Bastará, por exemplo, que o Instituto Nacional de Metrologia, Normalização e Qualidade Industrial (Inmetro) garanta que um brinquedo brasileiro é seguro para que o produto entre, sem problemas, nos mercados argentino, paraguaio e uruguaio.
A decisão brasileira de impor mecanismos mais rigorosos de controle das importações tem sido duramente criticada pelos argentinos, que pedem um tratamento diferenciado para os sócios do Mercosul.
O Brasil manteve sua posição, argumentando que as medidas (anunciadas por um comunicado, de dezembro de 1997, e três portarias, deste ano) visam apenas proteger o consumidor nacional de produtos importados, que podem ser nocivos para a saúde humana. Não haveria, portanto, qualquer exceção. Se a Argentina citar nomes de exportadores prejudicados, esses casos seriam estudados.
‘‘Não se trata de fazer uma lista de produtos que foram barrados na fronteira ou acabar com os controles, porque não é aí que está o problema’’, disse o chefe da delegação argentina. ‘‘O que está em jogo é a expectativa de negócios que empresários do Mercosul e de outros países têm, porque apostaram no crescimento do comércio regional’’, explicou.
Segundo ele, ao ter mudado suas regras de controle quatro vezes, em um único ano, o Brasil gerou um clima de insegurança, desestimulando possíveis futuros exportadores. Como exemplo, Morelli citou algumas frutas perecíveis.

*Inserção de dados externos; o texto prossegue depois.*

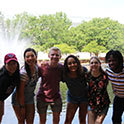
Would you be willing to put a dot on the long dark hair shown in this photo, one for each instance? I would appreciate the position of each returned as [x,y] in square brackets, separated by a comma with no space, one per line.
[80,71]
[117,55]
[26,65]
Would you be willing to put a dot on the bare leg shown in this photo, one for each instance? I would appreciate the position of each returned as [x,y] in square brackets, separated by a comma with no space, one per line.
[1,110]
[20,118]
[82,113]
[99,119]
[30,112]
[70,112]
[56,117]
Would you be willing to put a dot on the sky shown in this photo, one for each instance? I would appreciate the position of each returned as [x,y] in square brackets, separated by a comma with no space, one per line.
[76,10]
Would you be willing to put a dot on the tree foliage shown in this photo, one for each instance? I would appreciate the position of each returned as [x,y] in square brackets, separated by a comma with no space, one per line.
[94,36]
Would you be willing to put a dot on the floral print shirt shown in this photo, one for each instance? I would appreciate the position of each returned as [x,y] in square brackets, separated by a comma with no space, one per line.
[97,92]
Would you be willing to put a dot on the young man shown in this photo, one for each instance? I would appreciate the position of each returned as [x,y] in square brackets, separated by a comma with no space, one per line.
[116,75]
[9,79]
[49,91]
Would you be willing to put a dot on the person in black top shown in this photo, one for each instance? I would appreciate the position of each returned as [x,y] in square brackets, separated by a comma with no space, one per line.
[9,79]
[77,94]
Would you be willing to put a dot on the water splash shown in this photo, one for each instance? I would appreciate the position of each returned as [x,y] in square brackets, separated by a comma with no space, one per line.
[10,41]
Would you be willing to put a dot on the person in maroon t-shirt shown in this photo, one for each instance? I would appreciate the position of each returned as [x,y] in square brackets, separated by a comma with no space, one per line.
[49,90]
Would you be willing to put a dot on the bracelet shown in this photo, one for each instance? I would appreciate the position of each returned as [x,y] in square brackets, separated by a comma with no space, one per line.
[21,106]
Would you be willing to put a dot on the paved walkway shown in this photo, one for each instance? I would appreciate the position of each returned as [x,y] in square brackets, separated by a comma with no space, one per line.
[10,118]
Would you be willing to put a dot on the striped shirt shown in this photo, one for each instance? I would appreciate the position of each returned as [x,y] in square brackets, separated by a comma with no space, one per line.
[117,80]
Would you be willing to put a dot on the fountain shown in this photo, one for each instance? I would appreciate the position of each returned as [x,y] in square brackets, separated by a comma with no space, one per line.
[10,41]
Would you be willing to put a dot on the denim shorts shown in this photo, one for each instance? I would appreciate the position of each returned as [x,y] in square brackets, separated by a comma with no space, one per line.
[76,100]
[42,106]
[104,111]
[28,100]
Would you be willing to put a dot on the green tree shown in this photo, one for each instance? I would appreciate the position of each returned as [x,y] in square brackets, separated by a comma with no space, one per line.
[65,49]
[93,47]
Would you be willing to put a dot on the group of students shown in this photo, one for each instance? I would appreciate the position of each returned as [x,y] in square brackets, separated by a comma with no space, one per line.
[87,90]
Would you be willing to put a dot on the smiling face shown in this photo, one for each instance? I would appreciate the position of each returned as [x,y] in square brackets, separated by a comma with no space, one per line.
[54,56]
[72,64]
[94,65]
[30,58]
[113,63]
[11,66]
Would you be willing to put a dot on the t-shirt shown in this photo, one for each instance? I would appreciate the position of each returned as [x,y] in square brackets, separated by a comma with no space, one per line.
[49,89]
[97,92]
[117,80]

Sua comercialização não foi afetada pelo Comunicado 37 de dezembro passado, que ampliou a lista de produtos que precisam de licença de importação para entrar no Brasil. Continuaram em regime de importação automática até outubro passado, quando a 182 determinou que só ingressariam no País com uma licença autorizada pelo Ministério da Agricultura e uma inspecção antes do desembaraço aduaneiro. Outra portaria, a 772, passou a exigir também a anuência e o controle dos fiscais do Ministério da Saúde.

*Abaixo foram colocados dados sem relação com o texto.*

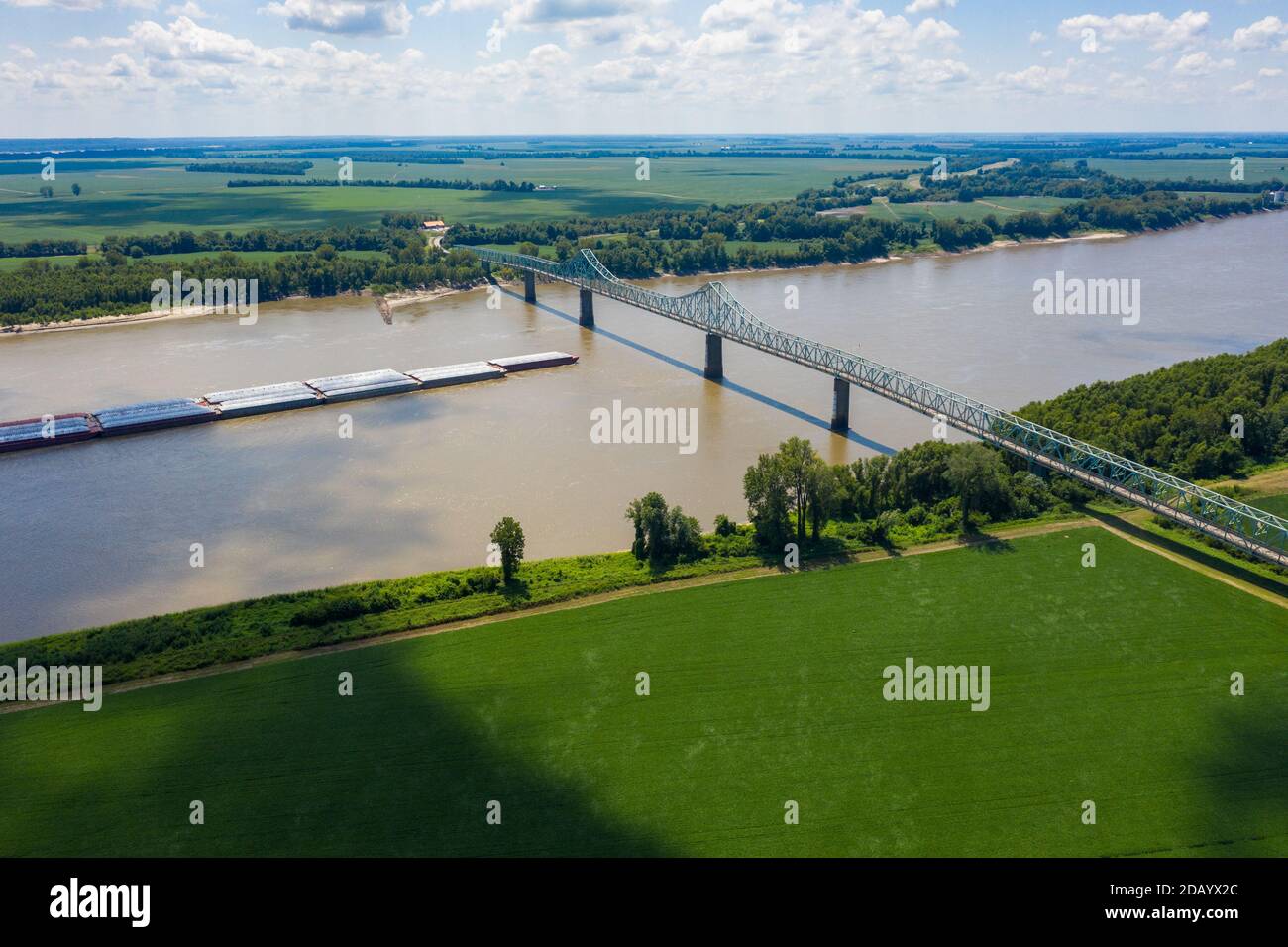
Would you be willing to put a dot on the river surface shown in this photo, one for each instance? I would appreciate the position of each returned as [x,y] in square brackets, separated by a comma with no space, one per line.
[101,531]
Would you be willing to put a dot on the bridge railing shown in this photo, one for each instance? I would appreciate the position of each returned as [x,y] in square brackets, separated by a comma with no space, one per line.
[713,309]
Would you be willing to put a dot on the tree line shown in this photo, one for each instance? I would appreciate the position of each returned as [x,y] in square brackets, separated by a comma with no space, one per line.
[112,283]
[252,167]
[1199,419]
[433,183]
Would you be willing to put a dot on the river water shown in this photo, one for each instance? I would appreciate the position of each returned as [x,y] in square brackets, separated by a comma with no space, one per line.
[101,531]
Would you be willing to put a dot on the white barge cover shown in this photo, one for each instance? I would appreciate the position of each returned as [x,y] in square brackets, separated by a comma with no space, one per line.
[364,384]
[154,414]
[263,398]
[462,373]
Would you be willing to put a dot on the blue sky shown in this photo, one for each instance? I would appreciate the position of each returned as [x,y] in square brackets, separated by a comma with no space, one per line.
[204,67]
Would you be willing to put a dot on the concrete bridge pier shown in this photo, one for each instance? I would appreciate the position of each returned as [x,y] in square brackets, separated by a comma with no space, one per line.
[715,357]
[840,405]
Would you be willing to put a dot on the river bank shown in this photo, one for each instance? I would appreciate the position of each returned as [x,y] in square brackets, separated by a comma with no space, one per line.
[393,300]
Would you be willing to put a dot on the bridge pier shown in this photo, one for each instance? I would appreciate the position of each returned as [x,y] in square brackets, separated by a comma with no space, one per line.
[840,405]
[715,357]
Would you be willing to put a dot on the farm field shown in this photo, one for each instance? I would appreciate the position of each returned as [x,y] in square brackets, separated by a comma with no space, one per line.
[1108,684]
[149,196]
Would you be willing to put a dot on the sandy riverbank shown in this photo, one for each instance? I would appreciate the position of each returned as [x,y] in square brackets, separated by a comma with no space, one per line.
[393,300]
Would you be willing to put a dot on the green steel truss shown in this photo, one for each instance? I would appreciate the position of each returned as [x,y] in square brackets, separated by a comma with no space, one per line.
[715,311]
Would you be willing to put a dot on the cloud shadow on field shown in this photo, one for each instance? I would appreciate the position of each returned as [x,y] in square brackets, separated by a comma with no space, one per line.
[722,382]
[1245,772]
[286,767]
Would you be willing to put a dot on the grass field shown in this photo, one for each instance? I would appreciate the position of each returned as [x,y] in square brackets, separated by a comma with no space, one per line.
[1108,684]
[154,196]
[1271,504]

Com os acordos de equivalência, parâmetros comuns serão estabelecidos e haverá uma coordenação entre os orgãos fiscalizadores dos quatro países, para que o certificado de qualquer um deles seja automaticamente reconhecido em todo o Mercosul. Dessa forma, o Brasil poderá continuar controlando a qualidade dos produtos, mas o comércio dentro do Mercosul será agilizado.
A decisão dos negociadores é ter algo concreto para apresentar até o dia 10 de dezembro, quando os presidentes do bloco econômico vão se reunir no Rio de Janeiro.